The CLAIM Steering Committee sought to revise, improve, and formalize the guideline (8). The authors renewed CLAIM’s registration with the Enhancing the Quality and Transparency of Health Research (EQUATOR) Network, an organization that promotes the use of reporting guidelines to improve health research (https://www.equator-network.org) (9,10). The CLAIM Steering Committee developed and conducted a formal Delphi consensus survey process to review the appropriateness and importance of existing checklist items and to identify new content to reflect current science in AI. The authors recruited 73 volunteers, including physicians from a variety of medical imaging–related specialties, AI scientists, journal editors, and statisticians to form the CLAIM 2024 Update Panel; 72 members completed the two survey rounds and are listed as contributors to this work.
To address AI’s rapid scientific evolution, this article presents the CLAIM 2024 Update (see Table and see Appendix for downloadable Word document). Based on an expert-panel Delphi process, the guideline’s recommendations promote consistent reporting of scientific advances of AI in medical imaging to build trust in published results and enable clinical translation. This guideline serves as an educational tool for both authors and reviewers; it offers a best practice checklist to promote transparency and reproducibility of medical imaging AI research.
Key Features of the 2024 Update
Each CLAIM item now has three options: Yes, No, and Not Applicable (NA). For items marked Yes, authors are encouraged to indicate the page and line numbers in the manuscript. For items marked No or NA, authors are encouraged to explain why. The NA option was added at the suggestion of several panel members who indicated that some CLAIM items might not be applicable to all research studies.
The term “reference standard” has been adopted in lieu of “ground truth.” A detailed explanation appears below.
Because the term “validation” is ambiguous, the CLAIM team discourages its use. Authors are encouraged to use “internal testing” and “external testing” to describe the process of testing against a held-out subset of training data and a completely external dataset such as one from another institution, respectively.

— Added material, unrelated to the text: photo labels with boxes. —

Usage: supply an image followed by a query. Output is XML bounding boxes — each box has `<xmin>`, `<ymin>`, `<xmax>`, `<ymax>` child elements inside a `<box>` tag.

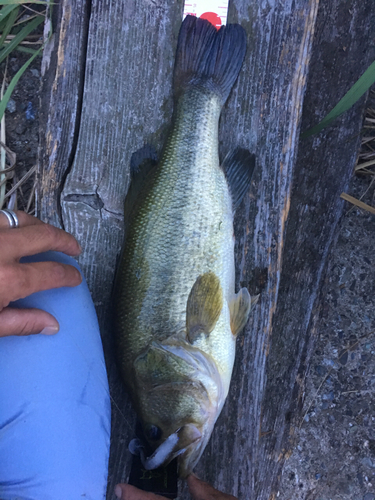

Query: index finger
<box><xmin>0</xmin><ymin>223</ymin><xmax>81</xmax><ymax>260</ymax></box>
<box><xmin>0</xmin><ymin>210</ymin><xmax>44</xmax><ymax>229</ymax></box>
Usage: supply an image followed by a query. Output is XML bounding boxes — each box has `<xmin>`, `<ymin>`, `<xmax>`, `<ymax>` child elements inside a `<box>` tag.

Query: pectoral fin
<box><xmin>229</xmin><ymin>288</ymin><xmax>252</xmax><ymax>337</ymax></box>
<box><xmin>186</xmin><ymin>271</ymin><xmax>223</xmax><ymax>343</ymax></box>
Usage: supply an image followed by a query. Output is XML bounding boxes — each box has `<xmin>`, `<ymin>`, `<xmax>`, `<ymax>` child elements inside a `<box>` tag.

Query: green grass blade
<box><xmin>0</xmin><ymin>16</ymin><xmax>44</xmax><ymax>63</ymax></box>
<box><xmin>0</xmin><ymin>43</ymin><xmax>43</xmax><ymax>120</ymax></box>
<box><xmin>0</xmin><ymin>0</ymin><xmax>19</xmax><ymax>21</ymax></box>
<box><xmin>301</xmin><ymin>61</ymin><xmax>375</xmax><ymax>139</ymax></box>
<box><xmin>0</xmin><ymin>7</ymin><xmax>19</xmax><ymax>49</ymax></box>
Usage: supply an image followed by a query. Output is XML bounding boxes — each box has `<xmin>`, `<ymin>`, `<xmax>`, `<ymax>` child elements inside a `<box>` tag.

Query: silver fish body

Authors no longer need to define the data elements used as input or output of their model and need not link them to a reference data dictionary, such as common data elements. Item 11 from the initial version of the guideline has been deleted.
Item 13 has been added to ask authors to provide details about the image acquisition protocol.
Based on consensus of the Update Panel members, the checklist has not been extended to apply to research on imaging biomarkers (radiomics, pathomics, etc).
Reference Standard
The CLAIM Steering Committee and Update Panel strongly encourage the use of the term “reference standard” to indicate the benchmark against which an AI model’s performance is measured. The term is used widely in technology assessment and health services research when measuring the performance of a diagnostic test.
“Ground truth” is a term commonly used in statistics and machine learning that refers to the correct or “true” answer to a specific problem or question; typically, it is a label applied by expert human annotation. The term is borrowed from meteorology, where ground truth refers to information observed directly on the ground instead of by remote sensing. Similarly, the term “gold standard” has been used to describe a diagnostic test that is regarded as definitive for a particular disease, and thereby becomes the ultimate measure for comparison. That term is borrowed from economics, where it refers to the assignment of a currency’s fixed value to an amount of metallic gold.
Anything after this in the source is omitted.